Depending on the use case and on implementation trajectories, this isn't a 
given. For example, if all UAs end up implementing one of two 
codec/container combinations and we don't expose any controls, it may be 
that the first few bytes of the output file are in practice enough to 
fully identify the format used.

Note also that Blob does have a MIME type, so even without looking at the 
data itself, or at the UA string, it may be possible to get a general idea 
of the container and maybe even codecs.


On Wed, 30 Mar 2011, Stefan Håkansson LK wrote:
>
> This is absolutely correct, and it is not only about codecs or container 
> formats. Maybe you need to supply info like audio sampling rate, video 
> frame rate, video resolution, ... There was an input on this already 
> last November: 
> http://lists.whatwg.org/htdig.cgi/whatwg-whatwg.org/2010-November/029069.html

Indeed. The situation hasn't changed since then:

   http://lists.whatwg.org/htdig.cgi/whatwg-whatwg.org/2011-February/030484.html


On Tue, 29 Mar 2011, Stefan Håkansson LK wrote:
> > > > > The web application must be able to define the media format to 
> > > > > be used for the streams sent to a peer.
> > > > 
> > > > Shouldn't this be automatic and renegotiated dynamically via SDP 
> > > > offer/answer?
> > >
> > > Yes, this should be (re)negotiated via SDP, but what is unclear is 
> > > how the SDP is populated based on the application's preferences.
> > 
> > Why would the Web application have any say on this? Surely the user 
> > agent is in a better position to know what to negotiate, since it will 
> > be doing the encoding and decoding itself.
>
> The best format of the coded media being streamed from UA a to UA b 
> depends on a lot of factors.

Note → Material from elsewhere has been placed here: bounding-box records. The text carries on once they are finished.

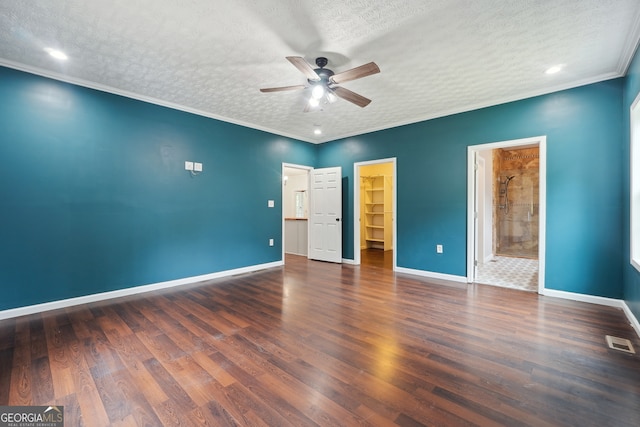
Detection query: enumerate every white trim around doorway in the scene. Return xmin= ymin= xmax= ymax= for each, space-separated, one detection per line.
xmin=280 ymin=163 xmax=313 ymax=264
xmin=353 ymin=157 xmax=398 ymax=271
xmin=467 ymin=135 xmax=547 ymax=295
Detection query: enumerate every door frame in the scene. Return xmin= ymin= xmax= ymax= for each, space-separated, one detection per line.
xmin=307 ymin=166 xmax=344 ymax=264
xmin=467 ymin=135 xmax=547 ymax=294
xmin=280 ymin=163 xmax=313 ymax=264
xmin=353 ymin=157 xmax=398 ymax=271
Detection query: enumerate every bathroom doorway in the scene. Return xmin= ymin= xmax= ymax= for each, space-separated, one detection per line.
xmin=467 ymin=137 xmax=546 ymax=293
xmin=282 ymin=164 xmax=313 ymax=260
xmin=353 ymin=158 xmax=396 ymax=270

An obvious one is that the codec used is 
> supported by both UAs.... As you say much of it can be handled without 
> any involvement from the application.
> 
> But let's say that the app in UA a does "addStream". The application in 
> UA b (the same application as in UA a) has two <video> elements, one 
> using a large display size, one using a small size. The UAs don't know 
> in which element the stream will be rendered at this stage (that will be 
> known first when the app in UA b connects the stream to one of the 
> elements at "onaddstream"), so I don't understand how the UAs can select 
> a suitable video resolution without the application giving some input. 
> (Once the stream is being rendered in an element the situation is 
> different - then UA b has knowledge about the rendering and could 
> somehow inform UA a.)

I had assumed that the video would at first be sent with some more or less 
arbitrary dimensions (maybe the native ones), and that the receiving UA 
would then renegotiate the dimensions once the stream was being displayed 
somewhere. Since the page can let the user change the <video> size 
dynamically, it seems the UA would likely need to be able to do that kind 
of dynamic update anyway.


On Thu, 31 Mar 2011, Lachlan Hunt wrote:
>
> When getUserMedia() is invoked with unknown options, the spec currently 
> implicitly requires a PERMISSION_DENIED error to be thrown.
> 
> e.g. navigator.getUserMedia("foo");
> 
> In this case, the option for "foo" is unknown.  Presumably, this would 
> fall under platform limitations, and would thus jump from step 11 to the 
> failure case, and throw a permission denied error.
> 
> We are wondering if this is the most ideal error to throw in this case, 
> as opposed to introducing a more logical NOT_SUPPORTED error, and if it 
> might be useful to authors to distinguish these cases?
> 
> We assume, however, that if the author requests "audio,foo", and the 
> user grants access to audio, then the success callback would be invoked, 
> despite the unknown option for "foo".

Good point. I've updated the spec to fire NOT_SUPPORTED_ERR if there's no 
known value.


On Fri, 8 Apr 2011, Harald Alvestrand wrote:
> 
> The current (April 8) version of section 9.4 says that the config string for a
> PeerConnection object is this:
> ---------------------------
> The allowed formats for this string are:
> 
> "TYPE 203.0.113.2:3478"
> Indicates a specific IP address and port for the server.
> 
> "TYPE relay.example.net:3478"
> Indicates a specific host and port for the server; the user agent will look up
> the IP address in DNS.
> 
> "TYPE example.net"
> Indicates a specific domain for the server; the user agent will look up the IP
> address and port in DNS.
> 
> The "TYPE" is one of:
> 
> STUN
> Indicates a STUN server
> STUNS
> Indicates a STUN server that is to be contacted using a TLS session.
> TURN
> Indicates a TURN server
> TURNS
> Indicates a TURN server that is to be contacted using a TLS session.
> -------------------------------
> I believe this is insufficient, for a number of reasons:
> - For future extensibility, new forms of init data needs to be passed without
> invalidating old implementations. This indicates that a serialized JSON object
> with a few keys of defined meaning is a better basic structure than a format
> string with no format identifier.

The format is already defined in a forward-compatible manner. 
Specifically, UAs are currently required to ignore everything past the 
first line feed character. In a future version, we could extend this API 
by simply including additional data after the linefeed.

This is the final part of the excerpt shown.